The MVP: Why Your Minimum Viable Product is Your Most Valuable Player

By Sean Brown | January 8, 2018

Nobody wants to release something that isn’t perfect, so the idea of an MVP (minimum viable product) can be tough to comprehend.

Building a full-fledged digital product brings a ton of risk to the table — both in terms of resources and your pride. While it’s easy to get trapped in the perfection mindset, testing your value proposition using an MVP is one of the only ways to mitigate risk in the startup landscape.

According to Crunchbase Insights, the number one reason startups fail, accounting for 42% of cases, is because there’s simply no need for the product.

Eric Ries, New York Times bestseller and author of The Lean Startup, writes:

“The minimum viable product is that version of a new product which allows a team to collect the maximum amount of validated learning about customers with the least effort.”

Start Ridiculously Simple

Don’t confuse an MVP with an alpha version of your product. MVPs are designed to test your idea, and you should never build a multi-feature product without first validating the idea.

If you’re still thinking of ways to slim down your product idea, it’s not minimal enough.

Airbnb is a great example of how an MVP can (and should) be used to discover a massive demand in the market. When the $30 billion dollar company started, it wasn’t about revolutionizing the world of travel accommodations — it came out of the founders’ need to pay rent.

After moving to San Francisco to pursue their entrepreneurial dreams as product designers, Brian Chesky and Joe Gebbia were struggling to keep up with their lease. They thought about filling up the extra space in their living room with a blowup mattress and charging people to stay with them.

Around the same time, they noticed the massive hotel booking crisis that would inevitably happen anytime a highly attended conference came to town. For event attendees, finding hotel rooms during the conference was both painful and expensive — perhaps just painful enough that the conference-goers would be willing to stay in a stranger’s home to cut costs and make the experience easier.

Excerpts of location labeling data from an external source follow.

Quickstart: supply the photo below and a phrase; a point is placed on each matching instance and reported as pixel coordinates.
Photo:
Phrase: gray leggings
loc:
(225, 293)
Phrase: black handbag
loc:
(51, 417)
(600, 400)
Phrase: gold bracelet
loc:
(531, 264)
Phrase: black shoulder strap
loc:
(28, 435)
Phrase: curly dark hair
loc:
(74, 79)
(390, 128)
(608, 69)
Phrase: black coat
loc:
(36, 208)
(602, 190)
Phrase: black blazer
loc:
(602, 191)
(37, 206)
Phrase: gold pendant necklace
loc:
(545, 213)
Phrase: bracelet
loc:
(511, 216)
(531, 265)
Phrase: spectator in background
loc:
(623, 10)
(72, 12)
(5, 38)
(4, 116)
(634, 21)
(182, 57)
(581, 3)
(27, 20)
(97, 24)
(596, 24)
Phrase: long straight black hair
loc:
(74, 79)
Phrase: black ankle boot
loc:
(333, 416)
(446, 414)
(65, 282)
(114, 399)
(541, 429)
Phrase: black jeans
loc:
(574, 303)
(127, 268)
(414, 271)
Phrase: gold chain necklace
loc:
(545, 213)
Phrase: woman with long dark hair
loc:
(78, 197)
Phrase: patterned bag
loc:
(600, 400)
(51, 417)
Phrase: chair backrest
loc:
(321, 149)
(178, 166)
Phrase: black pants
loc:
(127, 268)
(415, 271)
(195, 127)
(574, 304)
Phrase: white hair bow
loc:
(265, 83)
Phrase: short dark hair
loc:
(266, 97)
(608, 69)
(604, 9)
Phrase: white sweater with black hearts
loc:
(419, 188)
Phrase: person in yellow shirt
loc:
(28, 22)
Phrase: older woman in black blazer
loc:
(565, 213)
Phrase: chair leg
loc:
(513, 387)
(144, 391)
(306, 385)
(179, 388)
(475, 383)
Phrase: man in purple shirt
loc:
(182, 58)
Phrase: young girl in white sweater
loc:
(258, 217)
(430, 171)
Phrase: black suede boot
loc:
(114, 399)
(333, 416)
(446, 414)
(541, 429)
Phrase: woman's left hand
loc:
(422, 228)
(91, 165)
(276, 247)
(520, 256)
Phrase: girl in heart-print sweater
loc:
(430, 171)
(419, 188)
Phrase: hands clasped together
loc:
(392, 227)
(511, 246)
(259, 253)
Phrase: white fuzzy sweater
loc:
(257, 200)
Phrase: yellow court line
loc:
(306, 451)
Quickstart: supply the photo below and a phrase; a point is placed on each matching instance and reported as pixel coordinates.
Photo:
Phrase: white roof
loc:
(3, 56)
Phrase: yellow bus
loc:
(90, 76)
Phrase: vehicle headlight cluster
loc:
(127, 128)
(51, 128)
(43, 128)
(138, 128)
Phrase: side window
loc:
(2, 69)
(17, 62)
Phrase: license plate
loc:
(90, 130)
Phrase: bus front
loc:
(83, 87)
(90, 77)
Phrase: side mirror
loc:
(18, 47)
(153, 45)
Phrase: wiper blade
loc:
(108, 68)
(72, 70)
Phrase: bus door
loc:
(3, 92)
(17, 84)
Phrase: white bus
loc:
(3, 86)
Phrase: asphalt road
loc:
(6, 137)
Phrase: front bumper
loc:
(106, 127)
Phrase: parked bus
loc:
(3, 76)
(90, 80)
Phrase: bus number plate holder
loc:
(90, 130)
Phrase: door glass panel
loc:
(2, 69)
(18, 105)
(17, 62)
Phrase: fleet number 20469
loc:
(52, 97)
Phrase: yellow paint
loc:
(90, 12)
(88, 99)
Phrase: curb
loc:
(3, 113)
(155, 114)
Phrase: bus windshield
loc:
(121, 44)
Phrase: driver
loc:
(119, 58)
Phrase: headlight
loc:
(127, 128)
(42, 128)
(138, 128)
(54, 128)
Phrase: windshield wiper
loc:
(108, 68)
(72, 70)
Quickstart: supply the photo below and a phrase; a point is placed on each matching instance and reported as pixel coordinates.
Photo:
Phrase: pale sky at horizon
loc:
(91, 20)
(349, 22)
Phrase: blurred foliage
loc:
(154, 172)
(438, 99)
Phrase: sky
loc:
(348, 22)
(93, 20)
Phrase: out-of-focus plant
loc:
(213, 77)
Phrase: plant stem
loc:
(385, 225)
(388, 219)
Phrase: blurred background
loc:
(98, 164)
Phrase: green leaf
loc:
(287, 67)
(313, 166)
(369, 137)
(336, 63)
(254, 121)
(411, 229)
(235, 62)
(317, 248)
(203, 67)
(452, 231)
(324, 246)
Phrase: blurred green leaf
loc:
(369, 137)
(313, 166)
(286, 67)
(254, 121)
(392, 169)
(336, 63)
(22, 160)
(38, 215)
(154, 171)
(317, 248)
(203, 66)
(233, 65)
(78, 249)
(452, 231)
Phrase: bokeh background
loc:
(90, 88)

The first version of their product was a Craigslist posting. Not an app. Not a website. Literally a single post to validate an idea.

Take a Look Around

Competitor analysis can be extremely difficult when you’re emotionally invested in your product. As a founder, it’s easy to think your idea for a product is more unique than it actually is.

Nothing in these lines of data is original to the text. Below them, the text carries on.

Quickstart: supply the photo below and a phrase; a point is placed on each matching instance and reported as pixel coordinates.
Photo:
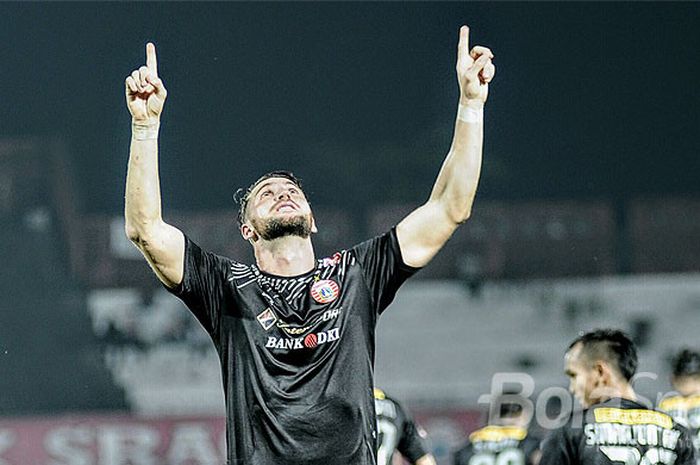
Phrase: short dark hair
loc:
(242, 196)
(611, 345)
(686, 363)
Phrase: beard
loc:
(275, 228)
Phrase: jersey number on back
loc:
(632, 456)
(506, 457)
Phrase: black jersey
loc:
(296, 353)
(397, 431)
(619, 431)
(686, 411)
(501, 445)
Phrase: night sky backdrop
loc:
(590, 100)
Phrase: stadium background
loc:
(588, 212)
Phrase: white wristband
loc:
(470, 115)
(144, 131)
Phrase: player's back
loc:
(397, 431)
(619, 431)
(497, 445)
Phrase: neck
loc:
(285, 256)
(621, 390)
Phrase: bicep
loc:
(164, 248)
(424, 232)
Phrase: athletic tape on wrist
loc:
(140, 131)
(470, 115)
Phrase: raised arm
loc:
(426, 230)
(162, 245)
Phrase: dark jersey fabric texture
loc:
(397, 431)
(496, 444)
(619, 431)
(296, 353)
(686, 411)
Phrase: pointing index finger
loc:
(463, 46)
(151, 61)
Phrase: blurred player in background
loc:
(614, 428)
(685, 407)
(504, 441)
(397, 432)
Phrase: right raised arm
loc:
(163, 245)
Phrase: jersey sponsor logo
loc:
(267, 319)
(309, 341)
(292, 330)
(632, 417)
(495, 433)
(325, 291)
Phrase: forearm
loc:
(427, 459)
(142, 202)
(455, 187)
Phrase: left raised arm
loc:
(423, 232)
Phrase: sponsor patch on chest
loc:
(310, 341)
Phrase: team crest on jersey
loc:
(333, 260)
(267, 319)
(325, 291)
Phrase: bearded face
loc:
(277, 227)
(278, 208)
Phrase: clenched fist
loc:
(145, 92)
(474, 70)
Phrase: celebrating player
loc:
(614, 427)
(294, 334)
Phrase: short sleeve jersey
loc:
(397, 431)
(296, 353)
(495, 444)
(619, 431)
(686, 411)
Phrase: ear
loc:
(248, 233)
(603, 373)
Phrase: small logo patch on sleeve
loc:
(267, 319)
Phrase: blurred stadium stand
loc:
(49, 357)
(87, 327)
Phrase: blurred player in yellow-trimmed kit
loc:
(614, 428)
(685, 406)
(504, 441)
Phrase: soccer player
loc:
(399, 433)
(505, 440)
(295, 334)
(614, 428)
(685, 407)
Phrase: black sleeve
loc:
(558, 449)
(413, 444)
(383, 267)
(202, 285)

Unless you have a few hundred thousand dollars to waste, you can’t ignore your competitors just because you believe in your idea. Unfortunately, consumers don’t use products because just because the founders believe in it — they use products that they have a demand for.

If you’re solving a unique problem that a lot of people have, gaining credibility won’t be a problem. But if you’re going after a saturated industry (I.e. Uber of…), you’re going to have a hard time making a name for yourself and building something people would actually be willing to test out.

It’s relatively easy to get people to try something out if it solves a problem they didn’t previously have a solution for, but convincing users your product is more “effective” than what’s already out it is almost impossible.

If You Can’t Boil It Down to a Single Feature, It’s not an MVP

If you’re starting out with more than one feature, you’re building an alpha version of your product — not an MVP.

This is the key difference between a true MVP and early versions of your product. Each MVP should only test one feature. If you find a fit, you’re good to go. If you’re MVP doesn’t gain traction, then it’s time to go back to the drawing board.

You can’t conduct a meaningful test if you’re measuring multiple variables at the same time. If the problem you’re solving is important enough, it should catch like wildfire. Think of almost any product you use, from your smartphone to your toothbrush. They all started as a single feature.

Only build what’s strictly necessary and add features only when you notice a clear demand. The more complicated your product is, the less likely it is people are going to use it.

If you want to create a successful product, do one thing and do it really well.

Remember: Liking Your Product Is Different Than Actually Paying for It

Hearing that people like your product might be great for your ego, but it doesn’t actually mean anything for your business. At the end of the day, you’re trying to get people to become paying customers.

If your core idea is off, adding features isn’t going to fix anything. Creating an MVP allows you to test the value proposition of your idea without wasting a ton of time and resources building a complicated solution to a problem nobody cares about.

Test one feature at a time, and start with something that people are already willing to pay for. Monetization isn’t an afterthought.

Early Releases Are an Entrepreneurs Best Friend

It sounds simple, but few entrepreneurs realize it before going down the rabbit hole on the wrong project: what you want doesn’t really matter, whether or not a product is successful is based on what other peoples want.

Starting with one feature at a time and identifying which ones work is much faster than building a product with a ton of features only to find out nobody else needs your solution.

MVPs help you waste less time in the design phase by allowing you to iterate on what actual users want.

If you expunge all of your resources trying to build a complex app to fulfill all of your users’ needs, you won’t have anything left to iterate if people don’t resonate with your product.

Remember, creating a single feature that everyone uses will make you a lot more money than building 10 that nobody uses.